Thursday, February 10, 2005
Get With the Program
Mark Steyn, writing for his British readers in the Spectator, observes that the Tory party, Britain's ostensible conservatives, lacks spine and vision - and risks ending up with nothing to conserve. Unlike their counterparts in America, the British conservatives are exhibiting all the worst traits of the two wings of our Democratic party.
As a result, the Tory party looks a lot more like the Democratic party and the Australian Labor party than its nominal ideological soulmates. For one thing, they’re losers. Last year, after the Spanish election, after the failure to find WMD, after new commissions and reports every other week, and the sense from the press that the ‘BUSH LIED!!/ BLAIR LIED!!!!’ stuff could be made to stick, they fell for the received wisdom that Iraq would prove an electoral liability for the three musketeers of the Anglosphere. Instead, John Howard won big, and so did Bush, and so will Blair. Meanwhile, Iraq is more of a liability for their oppositions: the Democrats are split between a noisy anti-war faction (Howard Dean, Ted Kennedy) and a bunch of pusillanimous, jelly-spined, finger-in-the-windy weathervane pols who don’t know whether they’re for it or against it until their consultants run it by the focus groups (Kerry, Edwards, 2008 contender Evan Bayh).
Lord Hurd (a Tory MP) evidently thinks ‘nation-building’ is utopian hooey. Maybe it is. But one reason the region is in the mess it’s in is that, in 1922, fag-end British imperialism was too fainthearted to inculcate British ‘nation-building’ values (as in India) but still arrogant enough to complicate their politics, impose weak outside emirs as their kings, elevate minority groups into the ruling class — and then scram. It’s no coincidence that the region of the world that causes the most trouble for the rest is the one the Western imperialists stayed in just long enough to screw up but not long enough to do any good in.
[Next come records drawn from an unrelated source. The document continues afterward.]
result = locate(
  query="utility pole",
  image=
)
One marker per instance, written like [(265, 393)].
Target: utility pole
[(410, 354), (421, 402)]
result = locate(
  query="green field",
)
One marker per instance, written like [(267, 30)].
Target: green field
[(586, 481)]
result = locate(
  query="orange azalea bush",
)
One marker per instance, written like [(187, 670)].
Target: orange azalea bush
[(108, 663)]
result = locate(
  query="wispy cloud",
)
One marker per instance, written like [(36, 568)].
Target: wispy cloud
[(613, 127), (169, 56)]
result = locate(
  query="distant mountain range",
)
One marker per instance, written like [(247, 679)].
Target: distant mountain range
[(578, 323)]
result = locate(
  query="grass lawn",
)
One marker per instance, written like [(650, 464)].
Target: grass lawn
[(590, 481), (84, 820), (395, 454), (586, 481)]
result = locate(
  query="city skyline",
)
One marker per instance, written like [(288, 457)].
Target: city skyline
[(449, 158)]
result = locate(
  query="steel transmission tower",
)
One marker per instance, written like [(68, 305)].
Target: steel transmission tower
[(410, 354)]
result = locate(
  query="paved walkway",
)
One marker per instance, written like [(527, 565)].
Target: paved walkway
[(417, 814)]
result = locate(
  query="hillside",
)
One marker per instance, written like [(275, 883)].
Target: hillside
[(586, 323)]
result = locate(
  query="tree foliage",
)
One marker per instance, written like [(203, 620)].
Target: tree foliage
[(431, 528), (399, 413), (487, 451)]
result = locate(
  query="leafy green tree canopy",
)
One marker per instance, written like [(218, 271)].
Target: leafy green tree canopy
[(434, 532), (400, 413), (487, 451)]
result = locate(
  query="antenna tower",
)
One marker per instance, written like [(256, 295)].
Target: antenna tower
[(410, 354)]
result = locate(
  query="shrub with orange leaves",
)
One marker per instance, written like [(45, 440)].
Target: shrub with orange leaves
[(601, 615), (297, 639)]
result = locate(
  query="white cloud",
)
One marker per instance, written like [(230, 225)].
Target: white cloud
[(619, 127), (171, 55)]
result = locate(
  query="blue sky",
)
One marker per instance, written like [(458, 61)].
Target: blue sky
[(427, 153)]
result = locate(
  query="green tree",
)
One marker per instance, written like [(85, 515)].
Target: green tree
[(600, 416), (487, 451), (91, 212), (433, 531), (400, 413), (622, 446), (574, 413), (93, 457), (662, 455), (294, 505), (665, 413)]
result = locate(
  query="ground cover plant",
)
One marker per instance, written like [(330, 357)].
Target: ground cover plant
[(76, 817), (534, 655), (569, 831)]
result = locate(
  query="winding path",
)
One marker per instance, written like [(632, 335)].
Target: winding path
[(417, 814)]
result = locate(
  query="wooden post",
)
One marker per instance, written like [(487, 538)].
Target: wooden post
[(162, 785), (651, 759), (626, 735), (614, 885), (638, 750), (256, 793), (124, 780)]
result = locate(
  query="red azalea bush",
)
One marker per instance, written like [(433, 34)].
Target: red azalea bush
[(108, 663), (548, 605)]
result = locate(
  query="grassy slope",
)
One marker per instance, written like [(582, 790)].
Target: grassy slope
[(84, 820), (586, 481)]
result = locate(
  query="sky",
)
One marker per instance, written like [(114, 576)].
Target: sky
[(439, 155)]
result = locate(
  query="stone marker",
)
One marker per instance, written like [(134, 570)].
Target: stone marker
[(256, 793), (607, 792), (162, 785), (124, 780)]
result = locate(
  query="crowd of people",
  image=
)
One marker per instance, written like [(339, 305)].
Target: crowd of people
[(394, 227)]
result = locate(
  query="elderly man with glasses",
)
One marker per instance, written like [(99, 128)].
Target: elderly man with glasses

Right now, Bush is the only strategic game in town. He intends to change, by one means or another, the problem regimes in the Middle East — which is almost all of them — and shrivel their ideological exports. It’s an ambitious strategy, but so far it’s working out, and at a level of casualties that any previous generation, in Britain or America, would have recognised as the lowest in history. Maybe the Tory nay-sayers have a better idea, but, if not, elegant, languid, limp toff complacency isn’t going to cut it. British Conservatives should get on side, before there’s nothing left to conserve.